= Letter of reprimand =

U.S. military procedure

A letter of reprimand is a US Department of Defense procedure involving a letter to an employee or service member from their superior that details the wrongful actions of the person and the punishment that can be expected. A Formal Letter of Reprimand
is one in which a copy of the letter is kept in the personal service record of the individual.

In military contexts, a formal letter of reprimand can be career-ending, even without prescribed punishments, because it makes it difficult to secure advancements in rank or to enjoy the respect of one's peers.

In legal contexts, a letter of reprimand is sometimes called a letter of admonition. It is the lowest form of attorney discipline under the Code of Professional Responsibility.

The United States Manual for Court Martial, R.C.M. 306(c)(2), states:

Administrative action. A commander may take or initiate administrative action, in addition to or instead of other action [e.g., non-judicial punishment (Article 15 or "NJP") and court-martial] taken under this rule, subject to regulations of the Secretary concerned. Administrative actions include corrective measures such as counseling, admonition, reprimand, exhortation, disapproval, criticism, censure, reproach, rebuke, extra military instruction, or the administrative withholding of privileges, or any combination of the above.

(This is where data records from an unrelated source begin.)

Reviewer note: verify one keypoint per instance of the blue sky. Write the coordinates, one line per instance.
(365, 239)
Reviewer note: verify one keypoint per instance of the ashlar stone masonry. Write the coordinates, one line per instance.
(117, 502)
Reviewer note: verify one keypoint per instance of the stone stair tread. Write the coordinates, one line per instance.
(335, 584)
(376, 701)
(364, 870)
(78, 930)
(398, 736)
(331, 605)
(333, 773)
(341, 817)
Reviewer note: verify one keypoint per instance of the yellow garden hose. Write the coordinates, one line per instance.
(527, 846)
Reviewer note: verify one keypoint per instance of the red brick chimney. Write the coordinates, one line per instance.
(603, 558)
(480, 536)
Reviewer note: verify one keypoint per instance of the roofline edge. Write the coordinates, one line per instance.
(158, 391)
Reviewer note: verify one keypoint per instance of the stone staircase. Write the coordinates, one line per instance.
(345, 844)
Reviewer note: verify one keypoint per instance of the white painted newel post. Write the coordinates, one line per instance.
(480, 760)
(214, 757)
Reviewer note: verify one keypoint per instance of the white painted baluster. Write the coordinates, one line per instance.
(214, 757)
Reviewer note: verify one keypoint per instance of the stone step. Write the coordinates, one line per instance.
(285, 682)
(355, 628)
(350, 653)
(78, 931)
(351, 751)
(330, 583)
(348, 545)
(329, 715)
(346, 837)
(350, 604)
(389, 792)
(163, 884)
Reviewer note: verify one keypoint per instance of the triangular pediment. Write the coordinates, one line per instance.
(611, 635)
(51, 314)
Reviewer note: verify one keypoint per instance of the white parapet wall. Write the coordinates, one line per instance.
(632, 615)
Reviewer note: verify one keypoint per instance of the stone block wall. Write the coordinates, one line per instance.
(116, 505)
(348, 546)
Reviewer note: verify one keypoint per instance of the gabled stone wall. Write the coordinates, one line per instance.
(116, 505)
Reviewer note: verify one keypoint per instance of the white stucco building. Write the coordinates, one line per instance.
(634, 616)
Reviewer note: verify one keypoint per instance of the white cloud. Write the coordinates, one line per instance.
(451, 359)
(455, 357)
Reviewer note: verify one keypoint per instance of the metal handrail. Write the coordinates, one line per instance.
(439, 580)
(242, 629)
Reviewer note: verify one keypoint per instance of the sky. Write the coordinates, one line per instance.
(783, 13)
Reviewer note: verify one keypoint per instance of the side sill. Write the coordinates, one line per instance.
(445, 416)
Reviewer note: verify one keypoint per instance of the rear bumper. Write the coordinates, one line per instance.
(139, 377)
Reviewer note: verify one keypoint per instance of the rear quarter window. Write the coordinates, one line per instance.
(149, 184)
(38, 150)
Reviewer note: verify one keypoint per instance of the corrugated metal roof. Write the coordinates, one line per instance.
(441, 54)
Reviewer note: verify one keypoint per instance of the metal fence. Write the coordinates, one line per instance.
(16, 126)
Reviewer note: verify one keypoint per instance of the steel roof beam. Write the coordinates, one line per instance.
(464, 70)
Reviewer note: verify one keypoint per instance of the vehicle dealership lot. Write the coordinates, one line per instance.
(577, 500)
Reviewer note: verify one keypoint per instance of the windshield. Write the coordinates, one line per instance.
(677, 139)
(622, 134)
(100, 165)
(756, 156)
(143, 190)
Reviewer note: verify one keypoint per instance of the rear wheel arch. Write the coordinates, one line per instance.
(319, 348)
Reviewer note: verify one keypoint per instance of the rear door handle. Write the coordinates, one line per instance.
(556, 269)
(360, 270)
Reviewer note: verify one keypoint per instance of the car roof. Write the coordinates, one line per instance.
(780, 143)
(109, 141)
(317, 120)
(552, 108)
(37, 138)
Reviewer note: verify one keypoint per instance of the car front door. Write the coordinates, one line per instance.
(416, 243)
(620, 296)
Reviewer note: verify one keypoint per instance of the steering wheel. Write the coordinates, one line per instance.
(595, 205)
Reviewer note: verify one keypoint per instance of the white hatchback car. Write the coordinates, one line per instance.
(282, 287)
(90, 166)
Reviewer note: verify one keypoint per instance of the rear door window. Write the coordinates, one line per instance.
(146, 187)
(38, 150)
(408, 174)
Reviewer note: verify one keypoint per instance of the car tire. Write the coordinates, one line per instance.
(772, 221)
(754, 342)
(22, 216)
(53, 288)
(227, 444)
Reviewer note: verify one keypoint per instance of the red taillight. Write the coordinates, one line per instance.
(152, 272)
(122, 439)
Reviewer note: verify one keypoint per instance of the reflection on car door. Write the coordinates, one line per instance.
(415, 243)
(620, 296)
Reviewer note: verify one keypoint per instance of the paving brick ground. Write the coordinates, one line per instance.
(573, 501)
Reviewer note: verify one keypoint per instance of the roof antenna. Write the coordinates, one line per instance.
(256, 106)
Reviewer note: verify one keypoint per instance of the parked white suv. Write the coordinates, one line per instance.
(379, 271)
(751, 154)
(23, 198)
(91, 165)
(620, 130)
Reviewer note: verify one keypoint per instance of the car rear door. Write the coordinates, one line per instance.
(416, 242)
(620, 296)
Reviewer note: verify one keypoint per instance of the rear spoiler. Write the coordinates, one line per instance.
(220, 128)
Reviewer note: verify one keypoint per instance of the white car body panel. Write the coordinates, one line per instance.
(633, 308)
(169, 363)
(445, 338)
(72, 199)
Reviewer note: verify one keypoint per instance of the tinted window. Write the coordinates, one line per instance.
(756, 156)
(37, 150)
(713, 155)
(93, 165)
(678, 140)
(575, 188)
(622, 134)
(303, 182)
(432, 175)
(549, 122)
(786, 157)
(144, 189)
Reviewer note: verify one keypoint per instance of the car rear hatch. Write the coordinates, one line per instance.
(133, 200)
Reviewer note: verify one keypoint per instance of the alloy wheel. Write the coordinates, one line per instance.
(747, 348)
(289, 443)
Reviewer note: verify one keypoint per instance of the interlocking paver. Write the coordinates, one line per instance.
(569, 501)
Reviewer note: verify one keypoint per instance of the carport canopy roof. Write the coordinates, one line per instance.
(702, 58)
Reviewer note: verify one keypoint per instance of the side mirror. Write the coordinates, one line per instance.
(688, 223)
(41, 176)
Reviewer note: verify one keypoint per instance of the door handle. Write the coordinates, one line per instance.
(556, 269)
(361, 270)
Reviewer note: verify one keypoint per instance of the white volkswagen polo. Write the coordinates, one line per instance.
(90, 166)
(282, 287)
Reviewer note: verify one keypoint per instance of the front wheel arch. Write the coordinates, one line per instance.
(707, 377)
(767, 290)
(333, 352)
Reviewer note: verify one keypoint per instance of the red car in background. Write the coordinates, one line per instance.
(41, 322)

The order of severity for formal written administrative action is:
- a letter of counsel (least severe)
- a memorandum of concern
- a letter of admonishment
- a letter of reprimand.

A letter of reprimand may be issued in lieu of punishment under Article 15 of the Uniform Code of Military Justice. A formal letter of reprimand is placed in the service member's permanent personnel record. In the US Navy, a letter of reprimand can only be given as a result of non-judicial punishment or a court-martial conviction.

==Examples==

In July 1945, after delivering the Little Boy atomic bomb to Tinian, the USS Indianapolis was torpedoed in the Philippine Sea. When the ship was sunk, most of the crew were stranded at sea for 5 days where they staved off shark attacks and dehydration. In the aftermath of the disaster, some US naval officers in Leyte, Philippines, were given letters of reprimand, because they failed to note that the ship was missing. The Indianapolis commander, Charles B. McVay III, was also given a letter of reprimand before being court-martialed and eventually exonerated, but not before he committed suicide.

Air National Guard Major Harry Schmidt was reprimanded for the Tarnak Farm incident, in which on April 17, 2002, he dropped a 500-pound bomb on Canadian soldiers near Kandahar, Afghanistan, killing four and injuring eight others.

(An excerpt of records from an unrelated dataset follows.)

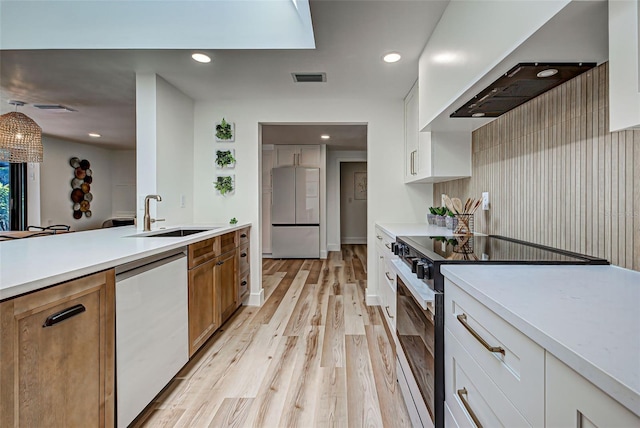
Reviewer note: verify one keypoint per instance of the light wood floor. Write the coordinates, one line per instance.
(314, 355)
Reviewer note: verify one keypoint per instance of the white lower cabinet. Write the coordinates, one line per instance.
(572, 401)
(496, 376)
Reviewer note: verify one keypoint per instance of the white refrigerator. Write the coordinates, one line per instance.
(295, 212)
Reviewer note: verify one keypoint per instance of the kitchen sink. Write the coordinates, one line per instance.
(173, 233)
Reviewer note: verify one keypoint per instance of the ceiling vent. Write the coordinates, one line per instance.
(518, 85)
(54, 107)
(309, 77)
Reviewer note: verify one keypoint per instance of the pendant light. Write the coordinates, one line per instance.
(20, 137)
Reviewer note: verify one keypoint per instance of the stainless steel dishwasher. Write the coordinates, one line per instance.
(152, 338)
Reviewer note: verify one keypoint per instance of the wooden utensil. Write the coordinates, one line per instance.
(448, 203)
(457, 204)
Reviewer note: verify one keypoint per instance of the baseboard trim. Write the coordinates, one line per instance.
(354, 241)
(255, 299)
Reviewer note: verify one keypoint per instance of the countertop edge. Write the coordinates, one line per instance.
(619, 391)
(172, 243)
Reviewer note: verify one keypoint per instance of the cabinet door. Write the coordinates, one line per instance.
(227, 284)
(573, 401)
(309, 156)
(286, 155)
(204, 316)
(411, 134)
(57, 351)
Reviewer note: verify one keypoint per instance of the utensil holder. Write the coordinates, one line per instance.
(465, 224)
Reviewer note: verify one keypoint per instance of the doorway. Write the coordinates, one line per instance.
(353, 202)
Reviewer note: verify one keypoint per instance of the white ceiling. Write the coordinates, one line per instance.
(343, 136)
(351, 37)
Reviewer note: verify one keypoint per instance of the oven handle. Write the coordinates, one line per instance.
(462, 394)
(462, 318)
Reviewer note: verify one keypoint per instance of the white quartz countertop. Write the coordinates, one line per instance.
(587, 316)
(32, 263)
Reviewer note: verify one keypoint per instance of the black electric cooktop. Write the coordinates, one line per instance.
(492, 248)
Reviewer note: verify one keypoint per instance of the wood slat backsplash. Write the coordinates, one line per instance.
(556, 176)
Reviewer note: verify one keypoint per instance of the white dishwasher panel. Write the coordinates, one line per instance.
(152, 339)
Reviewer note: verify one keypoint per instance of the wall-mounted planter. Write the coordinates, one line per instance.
(225, 184)
(225, 159)
(225, 131)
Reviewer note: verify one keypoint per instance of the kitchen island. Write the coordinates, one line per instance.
(75, 306)
(28, 265)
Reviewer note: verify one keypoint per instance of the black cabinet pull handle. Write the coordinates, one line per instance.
(63, 315)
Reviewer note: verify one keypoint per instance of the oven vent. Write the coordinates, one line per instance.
(318, 77)
(54, 107)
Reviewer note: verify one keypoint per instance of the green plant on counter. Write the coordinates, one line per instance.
(223, 130)
(224, 185)
(224, 157)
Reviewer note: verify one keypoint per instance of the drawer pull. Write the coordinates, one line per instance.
(386, 308)
(63, 315)
(462, 393)
(463, 320)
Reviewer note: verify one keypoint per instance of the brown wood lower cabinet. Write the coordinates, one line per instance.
(204, 312)
(57, 351)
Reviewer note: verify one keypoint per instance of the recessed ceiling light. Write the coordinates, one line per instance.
(201, 58)
(392, 57)
(547, 73)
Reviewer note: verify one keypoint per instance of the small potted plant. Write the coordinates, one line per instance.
(225, 158)
(224, 131)
(431, 216)
(224, 184)
(441, 212)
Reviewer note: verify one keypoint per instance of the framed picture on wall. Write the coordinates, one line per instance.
(360, 185)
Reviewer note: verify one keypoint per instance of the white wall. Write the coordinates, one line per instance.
(123, 184)
(55, 184)
(334, 157)
(389, 199)
(353, 212)
(164, 155)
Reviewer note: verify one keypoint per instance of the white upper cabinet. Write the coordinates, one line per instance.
(624, 67)
(433, 156)
(298, 155)
(458, 54)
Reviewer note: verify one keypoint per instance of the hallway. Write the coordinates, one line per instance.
(314, 355)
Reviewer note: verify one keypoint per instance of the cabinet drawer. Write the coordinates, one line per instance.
(242, 236)
(227, 242)
(203, 251)
(244, 285)
(243, 258)
(468, 390)
(384, 240)
(516, 366)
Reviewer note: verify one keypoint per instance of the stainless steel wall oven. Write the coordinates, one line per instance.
(420, 321)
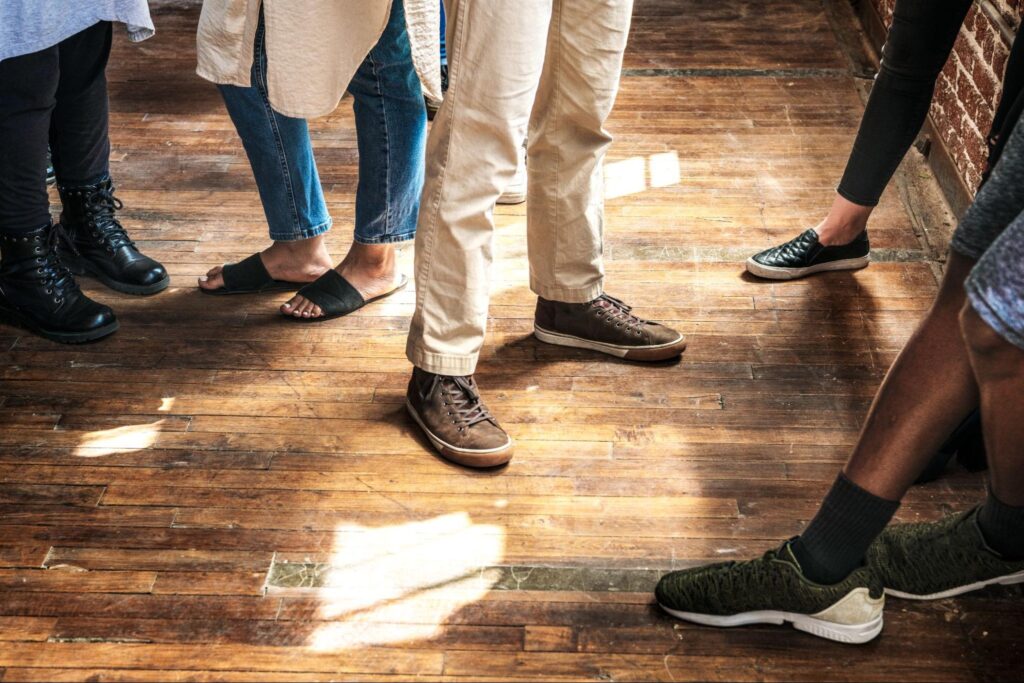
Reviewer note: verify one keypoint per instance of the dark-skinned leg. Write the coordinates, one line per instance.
(927, 392)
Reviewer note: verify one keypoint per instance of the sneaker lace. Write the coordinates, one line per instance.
(467, 408)
(100, 206)
(616, 310)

On September 25, 2008, the Department of Defense announced that six US Air Force and two US Army generals and nine colonels had received letters of reprimand, admonishment, or concern because of the mishandling of fuses for nuclear weapons, which were mistakenly shipped to Taiwan. Air Force Chief of Staff Norton Schwartz met with each officer personally before issuing the letters. He noted they committed no offense under the UCMJ but "did not do enough to carry out their leadership responsibilities for nuclear oversight. For that they must be held accountable."